Iban y venían durante el día, cargando en sus pequeños picos bolitas de barro y ramitas y una vez llegada la tarde, poco antes del anochecer, paraban su trabajo y descansaban. Y al día siguiente retomaban su rutina. Dicha labor, les llevaba en concluir algunos días y una vez terminada, la hembra se preparaba para empollar y darle la bienvenida a sus polluelos dentro de dos semanas.
Había llegado el momento y con ello el débil y casi imperceptible trisar de los polluelos en sus primeros días comienza a hacerse presente, anunciando su llegada a la vida. Padre y madre, viajan sin descanso, buscando y llevando el alimento (basado en pequeños insectos, como moscas) a sus crías.
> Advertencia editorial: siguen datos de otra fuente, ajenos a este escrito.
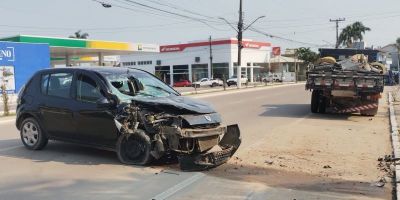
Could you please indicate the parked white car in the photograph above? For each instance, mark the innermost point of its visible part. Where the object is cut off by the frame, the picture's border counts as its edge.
(233, 80)
(207, 82)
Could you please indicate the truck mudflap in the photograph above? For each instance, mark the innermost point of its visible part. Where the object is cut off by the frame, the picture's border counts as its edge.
(216, 156)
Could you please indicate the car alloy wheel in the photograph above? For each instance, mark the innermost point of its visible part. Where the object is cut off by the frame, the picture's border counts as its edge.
(30, 134)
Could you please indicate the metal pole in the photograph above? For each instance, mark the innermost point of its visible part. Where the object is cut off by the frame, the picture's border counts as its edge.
(295, 65)
(211, 57)
(240, 46)
(337, 29)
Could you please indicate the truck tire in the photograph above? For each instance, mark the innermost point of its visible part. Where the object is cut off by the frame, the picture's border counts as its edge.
(315, 101)
(134, 148)
(322, 104)
(370, 112)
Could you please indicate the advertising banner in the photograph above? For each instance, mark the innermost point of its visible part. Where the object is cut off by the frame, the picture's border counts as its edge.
(7, 77)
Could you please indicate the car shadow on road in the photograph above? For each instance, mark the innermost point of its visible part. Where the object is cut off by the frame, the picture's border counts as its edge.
(299, 111)
(281, 178)
(69, 153)
(59, 152)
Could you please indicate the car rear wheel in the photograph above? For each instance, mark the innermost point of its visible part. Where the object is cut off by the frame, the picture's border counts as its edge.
(32, 135)
(134, 149)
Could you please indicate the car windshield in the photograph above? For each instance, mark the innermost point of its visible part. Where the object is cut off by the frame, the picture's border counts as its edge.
(135, 83)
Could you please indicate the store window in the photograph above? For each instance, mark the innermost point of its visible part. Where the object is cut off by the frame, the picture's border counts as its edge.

Ya es tiempo de aprender a volar, después de pasar 21 días en la seguridad y comodidad de su nido. Las avecillas titubean y tienen miedo mientras sus padres a escasos centímetros de ellos les hablan (cantan) y les muestran como mover sus alas; los pequeñitos hacen el intento pero no lo logran. A lo largo de esos días en los que están aprendiendo a volar, el lugar se encuentra sumido en una completa sinfonía de cantos, provenientes de aquellos seres vivos, brindando un ambiente alegre y lleno de armonía.
Después de varios intentos y tras varios días, logran dejar el nido por primera vez y como si los padres les estuvieran aplaudiendo, comienzan a entonar una serie de notas musicales.
Paseándose libremente, las avecillas presumen de su plumaje azul eléctrico (que resplandece con el sol y le confiere un aspecto aterciopelado), que combina con el negro oscuro de sus alas y su cola ahorquillada y con el blanco de su pecho.
Se van y vuelven, para después irse y no regresar.
Semanas después, la madre ya se encuentra empollando por segunda ocasión. Las nuevas crías nacen, son alimentadas, les enseñan a volar y aprenden a hacerlo.
Los últimos días del mes de septiembre se aproximan, y con ello la partida de aquella familia de golondrinas, que llegaron siendo dos para ahora irse diez u ocho. Dan sus últimos cantos a la temporada de calor, se despiden del verano para dar comienzo a su viaje, emigrando así a lugares más cálidos.
El otoño llega, el nido ahora está vacío y aguarda hasta la próxima primavera, esperando el regreso de aquellos residentes.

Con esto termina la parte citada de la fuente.